For burglars, tented homes can be tempting
By David Waite
Advertiser Staff Writer
Tim Lyons can't imagine why anyone in their right mind would want to break into a home that is being fumigated — or "tented" in local vernacular — for termites.
"It's just pure insanity to even think about doing something like that," said Lyons, executive director of the Hawaii Pest Control Association.
Still, it happens. The 25 or so association members report "maybe 10 break-ins a year" during a "bad" year, and far fewer in "good years," Lyons said.
Considering 4,000 to 5,000 homes are tented across the state every year, the break-in rate is very low, Lyons said.
The author of a letter to the editor that appeared in The Advertiser last month quoted a termite treatment company as saying roughly 50 percent of tented homes are burglarized.
Lyons and police said the 50 percent estimate appears to be very inflated.
Michelle Yu, spokeswoman for the Honolulu Police Department said that although no specific records are kept on homes that are broken into while being fumigated, the department's best estimate is between 50 to 100 per year.
DISTRICTS VARY
Some police districts on O'ahu may see two to three break-ins a month; other districts maybe five in a year's time; and yet other districts report none in a 12-month period, Yu said.
In some cases, suspects arrested in connection with the break-ins are familiar with fumigation practices, but in other cases, there is no prior connection with the industry, Yu said.
Tammy Murray, who co-owns Aloha Termite and Pest Control in Wahiawa with her husband, Shawn, called the 50 percent figure "ridiculous."

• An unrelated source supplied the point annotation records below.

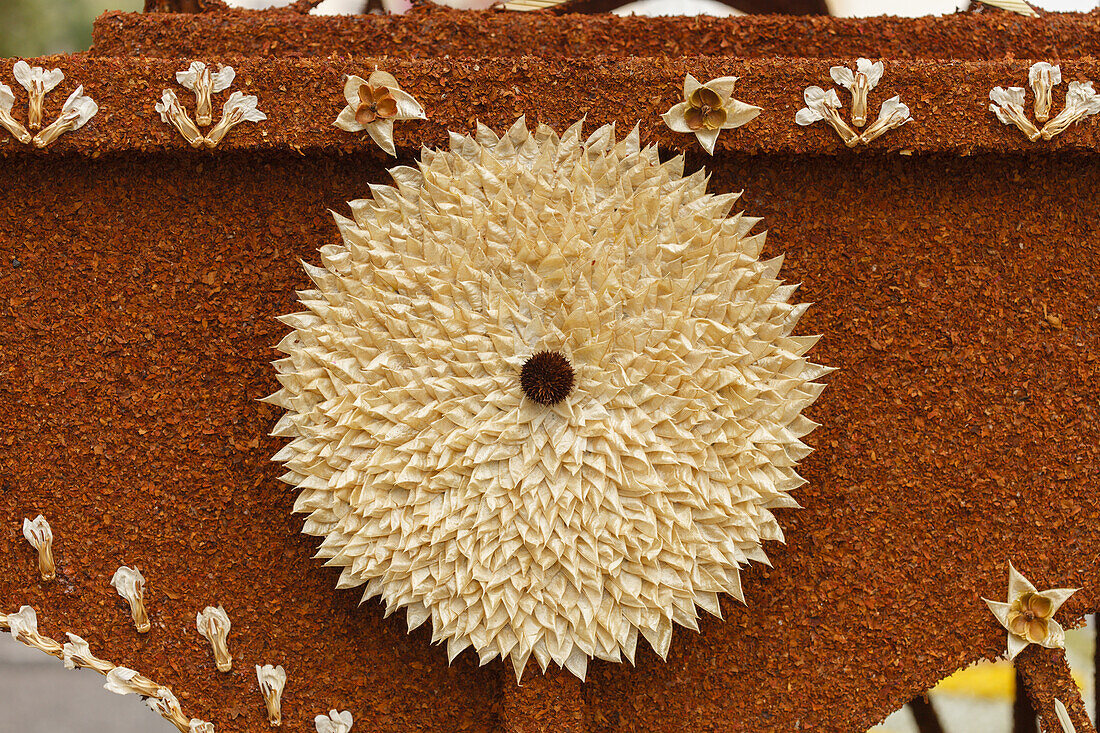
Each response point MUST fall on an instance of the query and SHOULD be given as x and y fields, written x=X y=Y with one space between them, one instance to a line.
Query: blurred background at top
x=35 y=28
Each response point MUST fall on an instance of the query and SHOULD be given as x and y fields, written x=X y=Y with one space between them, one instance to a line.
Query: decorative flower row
x=1081 y=101
x=205 y=83
x=212 y=624
x=75 y=113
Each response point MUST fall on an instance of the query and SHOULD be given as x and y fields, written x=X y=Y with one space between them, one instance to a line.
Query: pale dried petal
x=42 y=538
x=334 y=722
x=272 y=680
x=213 y=626
x=130 y=583
x=1081 y=101
x=1063 y=714
x=76 y=111
x=239 y=108
x=1043 y=77
x=529 y=242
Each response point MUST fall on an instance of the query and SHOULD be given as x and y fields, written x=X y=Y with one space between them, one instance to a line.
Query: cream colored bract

"If that number was true, we wouldn't be in business very long," Murray said. "As business owners and homeowners, we just wouldn't put someone's home in jeopardy."

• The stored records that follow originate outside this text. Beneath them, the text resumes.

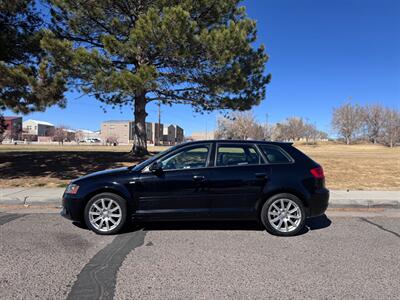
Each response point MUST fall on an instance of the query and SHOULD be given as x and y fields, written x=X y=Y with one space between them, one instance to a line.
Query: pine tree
x=131 y=52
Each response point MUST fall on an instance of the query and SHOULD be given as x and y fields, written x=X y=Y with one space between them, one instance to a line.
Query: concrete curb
x=338 y=198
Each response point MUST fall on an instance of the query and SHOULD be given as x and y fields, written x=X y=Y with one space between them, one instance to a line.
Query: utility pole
x=159 y=122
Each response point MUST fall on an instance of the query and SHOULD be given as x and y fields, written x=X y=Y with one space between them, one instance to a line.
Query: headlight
x=72 y=189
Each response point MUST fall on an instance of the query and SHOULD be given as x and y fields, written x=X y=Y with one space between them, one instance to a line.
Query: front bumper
x=318 y=202
x=73 y=207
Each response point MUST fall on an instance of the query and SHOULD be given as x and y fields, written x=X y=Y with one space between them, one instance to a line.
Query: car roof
x=238 y=142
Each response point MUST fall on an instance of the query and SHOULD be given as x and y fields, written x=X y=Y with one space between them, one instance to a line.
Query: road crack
x=380 y=227
x=9 y=217
x=97 y=280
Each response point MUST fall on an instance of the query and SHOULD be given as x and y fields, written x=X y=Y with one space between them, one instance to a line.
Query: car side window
x=274 y=155
x=234 y=155
x=187 y=159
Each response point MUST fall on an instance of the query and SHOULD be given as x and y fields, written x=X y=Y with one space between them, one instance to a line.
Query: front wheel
x=106 y=213
x=283 y=215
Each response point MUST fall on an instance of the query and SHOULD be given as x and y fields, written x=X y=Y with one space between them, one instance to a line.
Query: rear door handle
x=261 y=175
x=199 y=178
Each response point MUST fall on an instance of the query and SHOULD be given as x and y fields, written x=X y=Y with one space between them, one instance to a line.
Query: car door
x=180 y=189
x=237 y=180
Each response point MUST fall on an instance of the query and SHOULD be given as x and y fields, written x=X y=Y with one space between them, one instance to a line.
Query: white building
x=39 y=128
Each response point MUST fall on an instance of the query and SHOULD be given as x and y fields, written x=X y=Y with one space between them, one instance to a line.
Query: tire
x=283 y=220
x=106 y=213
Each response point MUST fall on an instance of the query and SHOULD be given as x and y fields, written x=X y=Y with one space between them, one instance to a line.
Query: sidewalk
x=52 y=196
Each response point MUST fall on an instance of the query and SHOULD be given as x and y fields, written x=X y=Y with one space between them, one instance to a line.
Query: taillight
x=318 y=173
x=72 y=189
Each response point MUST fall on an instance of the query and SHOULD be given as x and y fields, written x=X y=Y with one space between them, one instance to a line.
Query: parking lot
x=341 y=255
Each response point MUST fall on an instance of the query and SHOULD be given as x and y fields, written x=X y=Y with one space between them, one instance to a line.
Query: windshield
x=148 y=161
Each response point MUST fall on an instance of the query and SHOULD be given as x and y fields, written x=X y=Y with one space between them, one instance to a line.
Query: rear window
x=236 y=155
x=274 y=154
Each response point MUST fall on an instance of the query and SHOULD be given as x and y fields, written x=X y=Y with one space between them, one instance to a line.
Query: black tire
x=269 y=225
x=123 y=209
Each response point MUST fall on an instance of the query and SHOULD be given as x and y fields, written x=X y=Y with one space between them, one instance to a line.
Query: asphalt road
x=343 y=255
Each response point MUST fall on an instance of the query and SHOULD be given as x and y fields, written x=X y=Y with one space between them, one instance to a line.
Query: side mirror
x=156 y=168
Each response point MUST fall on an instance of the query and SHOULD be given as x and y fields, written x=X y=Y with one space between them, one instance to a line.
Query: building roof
x=7 y=118
x=39 y=122
x=117 y=121
x=85 y=131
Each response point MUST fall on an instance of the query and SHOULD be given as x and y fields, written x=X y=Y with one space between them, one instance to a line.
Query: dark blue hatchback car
x=204 y=180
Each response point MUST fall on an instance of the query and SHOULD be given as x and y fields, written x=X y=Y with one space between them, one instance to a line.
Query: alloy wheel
x=105 y=214
x=284 y=215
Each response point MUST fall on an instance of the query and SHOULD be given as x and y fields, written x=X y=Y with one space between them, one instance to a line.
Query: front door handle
x=199 y=178
x=261 y=175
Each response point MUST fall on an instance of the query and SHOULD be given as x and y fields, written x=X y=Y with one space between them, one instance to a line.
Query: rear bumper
x=73 y=207
x=318 y=202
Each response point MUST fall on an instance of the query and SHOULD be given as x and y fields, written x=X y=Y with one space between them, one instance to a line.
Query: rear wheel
x=106 y=213
x=283 y=214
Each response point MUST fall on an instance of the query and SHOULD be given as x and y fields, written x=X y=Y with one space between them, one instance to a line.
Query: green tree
x=27 y=82
x=131 y=52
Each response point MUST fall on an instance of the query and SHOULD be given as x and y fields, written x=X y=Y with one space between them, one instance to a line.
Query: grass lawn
x=355 y=167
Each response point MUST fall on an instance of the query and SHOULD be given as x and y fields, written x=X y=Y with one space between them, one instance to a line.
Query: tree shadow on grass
x=63 y=165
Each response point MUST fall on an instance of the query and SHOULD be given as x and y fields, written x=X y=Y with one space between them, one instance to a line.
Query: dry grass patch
x=357 y=167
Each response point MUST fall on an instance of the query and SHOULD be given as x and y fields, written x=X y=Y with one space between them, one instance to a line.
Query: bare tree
x=241 y=125
x=391 y=127
x=374 y=122
x=79 y=136
x=347 y=121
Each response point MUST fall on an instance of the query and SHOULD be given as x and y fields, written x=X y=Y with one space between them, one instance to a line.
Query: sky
x=321 y=55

But occasional break-ins are a problem throughout the industry, Murray said. Company employees discuss the possibility of a break-in with potential customers and provide them with a list of reputable private security companies that will provide overnight guards for homes that are being tented.
In addition, customers are asked to sign a section of the contract for services that says the risks of having the home treated include the use of a deadly poisonous gas and the possibility that the home might be broken into.

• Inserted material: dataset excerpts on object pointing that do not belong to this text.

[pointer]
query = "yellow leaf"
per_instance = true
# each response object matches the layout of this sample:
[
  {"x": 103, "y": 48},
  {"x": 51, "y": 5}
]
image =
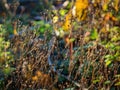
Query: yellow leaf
[
  {"x": 116, "y": 4},
  {"x": 34, "y": 78},
  {"x": 81, "y": 6},
  {"x": 105, "y": 5}
]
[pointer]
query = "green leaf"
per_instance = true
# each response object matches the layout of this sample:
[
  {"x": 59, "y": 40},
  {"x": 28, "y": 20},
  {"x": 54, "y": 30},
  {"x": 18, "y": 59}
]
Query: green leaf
[
  {"x": 108, "y": 62},
  {"x": 95, "y": 81},
  {"x": 8, "y": 70},
  {"x": 70, "y": 88},
  {"x": 107, "y": 82},
  {"x": 63, "y": 12},
  {"x": 72, "y": 39}
]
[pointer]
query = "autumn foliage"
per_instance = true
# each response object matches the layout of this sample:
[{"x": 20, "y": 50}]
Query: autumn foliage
[{"x": 77, "y": 48}]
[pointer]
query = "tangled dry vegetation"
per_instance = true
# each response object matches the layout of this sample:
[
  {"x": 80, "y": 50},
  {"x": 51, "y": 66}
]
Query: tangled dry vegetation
[{"x": 45, "y": 62}]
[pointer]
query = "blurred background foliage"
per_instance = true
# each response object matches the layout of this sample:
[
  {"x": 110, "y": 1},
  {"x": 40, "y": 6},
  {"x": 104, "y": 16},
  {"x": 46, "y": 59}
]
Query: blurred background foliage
[{"x": 28, "y": 28}]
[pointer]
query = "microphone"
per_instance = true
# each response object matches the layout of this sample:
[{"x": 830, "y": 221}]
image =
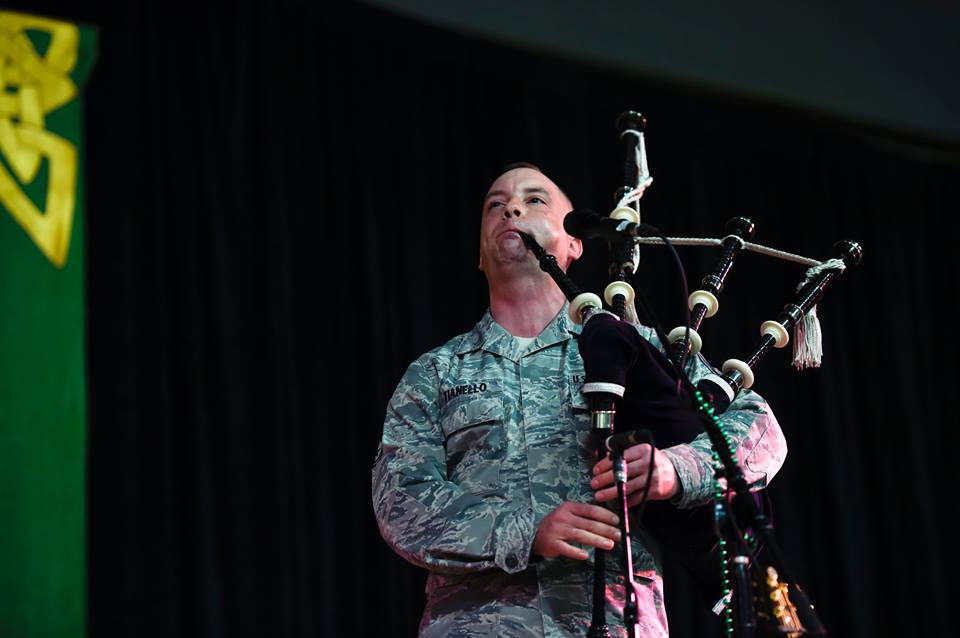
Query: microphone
[{"x": 586, "y": 224}]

Some customers opt to hire a private security guard.
"Some of them camp out in the yard and some say they already have a very good security system," Murray said.
She said homes being fumigated are covered with a tent the day or afternoon before, then filled with poisonous "Vikane" gas, which is left in place over-night.
Company employees usually remove the tent the following morning and let the house air out for at least six hours.
Workers then test the air throughout the house, and if no problems are found, turn it back over to the owners, Murray said.
Lyons said virtually every one of the termite eradication companies in business today in Hawai'i and elsewhere use Vikane gas because it is the most effective at eradicating termites.
RISKING DEATH
Stories abound about humans willing to risk death from the poison gas.
"In one case I heard about, two guys who were caught in a tented home were wearing snorkels, not full-on scuba gear," Lyons said.
Apparently the two were removed from the home before they were overcome by the gas.
There are stories in Hawai'i about would-be burglars who have actually died while inside a tented house.
But Dan Galanis, an epidemiologist with the Injury Prevention and Control Program at the state Department of Health, searched through the department's death certificate database for the years 1991 through 2008, but could not find an unintentional poisoning associated with termite fumigation gas.
He said there was one death "a few years ago" that involved a senior-age victim who apparently committed suicide by returning to a house that was being tented.
Lyons said members of his association work with police when a break-in occurs.
"There was a rash three or four years ago," Lyons said. But even then, there was no apparent pattern to the break-ins.
It is possible that the burglaries were the work of disgruntled former employees or others who were high on drugs, or perhaps both, Lyons said.